The now former president gave the go-ahead for the sale of the application to the companies Walmart and Oracle, but the sale process would end up being archived months later, after Trump’s defeat in the US elections in November 2020. Years after the arrival of Joe Biden to the US Government, the use of the app is prohibited on mobile devices of official government positions, for reasons similar to those used at the time by Trump.

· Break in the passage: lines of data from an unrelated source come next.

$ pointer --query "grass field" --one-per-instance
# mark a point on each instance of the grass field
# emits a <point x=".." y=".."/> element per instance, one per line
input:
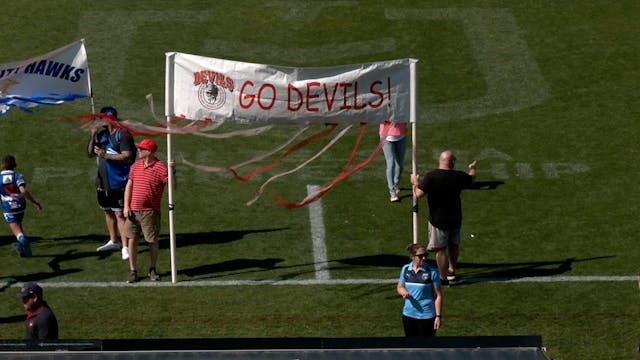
<point x="543" y="94"/>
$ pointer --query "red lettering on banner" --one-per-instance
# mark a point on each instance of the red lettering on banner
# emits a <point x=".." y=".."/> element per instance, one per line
<point x="380" y="95"/>
<point x="333" y="96"/>
<point x="289" y="100"/>
<point x="345" y="93"/>
<point x="355" y="98"/>
<point x="208" y="76"/>
<point x="243" y="96"/>
<point x="260" y="97"/>
<point x="310" y="97"/>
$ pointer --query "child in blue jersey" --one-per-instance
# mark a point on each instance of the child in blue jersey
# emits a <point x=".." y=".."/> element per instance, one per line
<point x="419" y="286"/>
<point x="14" y="194"/>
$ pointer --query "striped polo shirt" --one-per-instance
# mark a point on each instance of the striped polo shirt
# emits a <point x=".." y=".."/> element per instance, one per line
<point x="148" y="183"/>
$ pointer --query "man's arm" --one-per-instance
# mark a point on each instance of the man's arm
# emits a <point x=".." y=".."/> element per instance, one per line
<point x="125" y="157"/>
<point x="415" y="181"/>
<point x="127" y="198"/>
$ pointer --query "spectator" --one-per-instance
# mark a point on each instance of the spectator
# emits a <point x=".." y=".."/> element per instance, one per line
<point x="14" y="194"/>
<point x="394" y="148"/>
<point x="419" y="286"/>
<point x="442" y="187"/>
<point x="41" y="323"/>
<point x="142" y="201"/>
<point x="115" y="151"/>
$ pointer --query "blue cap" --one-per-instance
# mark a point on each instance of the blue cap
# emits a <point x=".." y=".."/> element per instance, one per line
<point x="29" y="289"/>
<point x="108" y="110"/>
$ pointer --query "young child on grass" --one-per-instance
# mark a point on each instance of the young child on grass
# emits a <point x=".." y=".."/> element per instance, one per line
<point x="13" y="192"/>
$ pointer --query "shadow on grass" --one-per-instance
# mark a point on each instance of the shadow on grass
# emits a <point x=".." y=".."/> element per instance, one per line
<point x="479" y="272"/>
<point x="232" y="265"/>
<point x="476" y="185"/>
<point x="35" y="277"/>
<point x="211" y="238"/>
<point x="485" y="185"/>
<point x="13" y="319"/>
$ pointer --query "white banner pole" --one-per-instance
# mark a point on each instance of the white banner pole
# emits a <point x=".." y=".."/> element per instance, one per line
<point x="168" y="96"/>
<point x="414" y="148"/>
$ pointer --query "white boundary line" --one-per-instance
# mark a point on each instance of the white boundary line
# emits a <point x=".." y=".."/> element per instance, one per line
<point x="110" y="284"/>
<point x="316" y="220"/>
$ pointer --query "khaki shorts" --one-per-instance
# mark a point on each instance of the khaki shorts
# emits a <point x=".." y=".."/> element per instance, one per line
<point x="440" y="239"/>
<point x="146" y="223"/>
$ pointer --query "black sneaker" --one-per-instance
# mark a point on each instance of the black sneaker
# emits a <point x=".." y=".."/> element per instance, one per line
<point x="133" y="277"/>
<point x="451" y="275"/>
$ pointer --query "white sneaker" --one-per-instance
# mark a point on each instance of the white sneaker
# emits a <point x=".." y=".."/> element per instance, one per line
<point x="109" y="246"/>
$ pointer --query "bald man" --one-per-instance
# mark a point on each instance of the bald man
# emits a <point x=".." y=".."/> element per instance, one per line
<point x="442" y="187"/>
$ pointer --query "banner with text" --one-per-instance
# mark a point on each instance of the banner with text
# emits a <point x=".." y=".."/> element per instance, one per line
<point x="201" y="88"/>
<point x="59" y="76"/>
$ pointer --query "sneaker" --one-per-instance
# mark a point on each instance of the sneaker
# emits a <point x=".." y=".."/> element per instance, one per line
<point x="451" y="275"/>
<point x="133" y="277"/>
<point x="109" y="246"/>
<point x="153" y="275"/>
<point x="20" y="249"/>
<point x="24" y="247"/>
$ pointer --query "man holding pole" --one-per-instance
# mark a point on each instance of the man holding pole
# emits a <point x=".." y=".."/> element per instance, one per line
<point x="142" y="203"/>
<point x="442" y="187"/>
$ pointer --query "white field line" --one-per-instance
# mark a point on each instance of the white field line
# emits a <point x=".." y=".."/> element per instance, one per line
<point x="316" y="220"/>
<point x="111" y="284"/>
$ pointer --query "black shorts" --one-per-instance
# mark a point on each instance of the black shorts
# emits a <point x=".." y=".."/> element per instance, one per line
<point x="111" y="200"/>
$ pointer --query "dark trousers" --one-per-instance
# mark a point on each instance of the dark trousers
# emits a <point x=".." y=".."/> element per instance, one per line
<point x="418" y="327"/>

The Government of India would also end up exercising regulatory measures on TikTok at a time of great tension with China. Both the short video application and several dozen apps of Chinese origin would end up being completely banned in the country, where they housed some 200 million users, for being considered propaganda and espionage tools.

Both Yiming and other big Chinese businessmen have claimed that TikTok data has always been kept out of China and the influence of the Chinese government. A government that would end up exerting great regulatory pressure on ByteDance and other large Chinese Internet companies.

In this context, Yiming decided to step down as CEO at the end of 2022, being replaced by another ByteDance co-founder: Liang Rubo. The company, even without its founder, is currently facing an investigation by the European Commission to determine the treatment of private data of TikTok users and its possible transfer to China.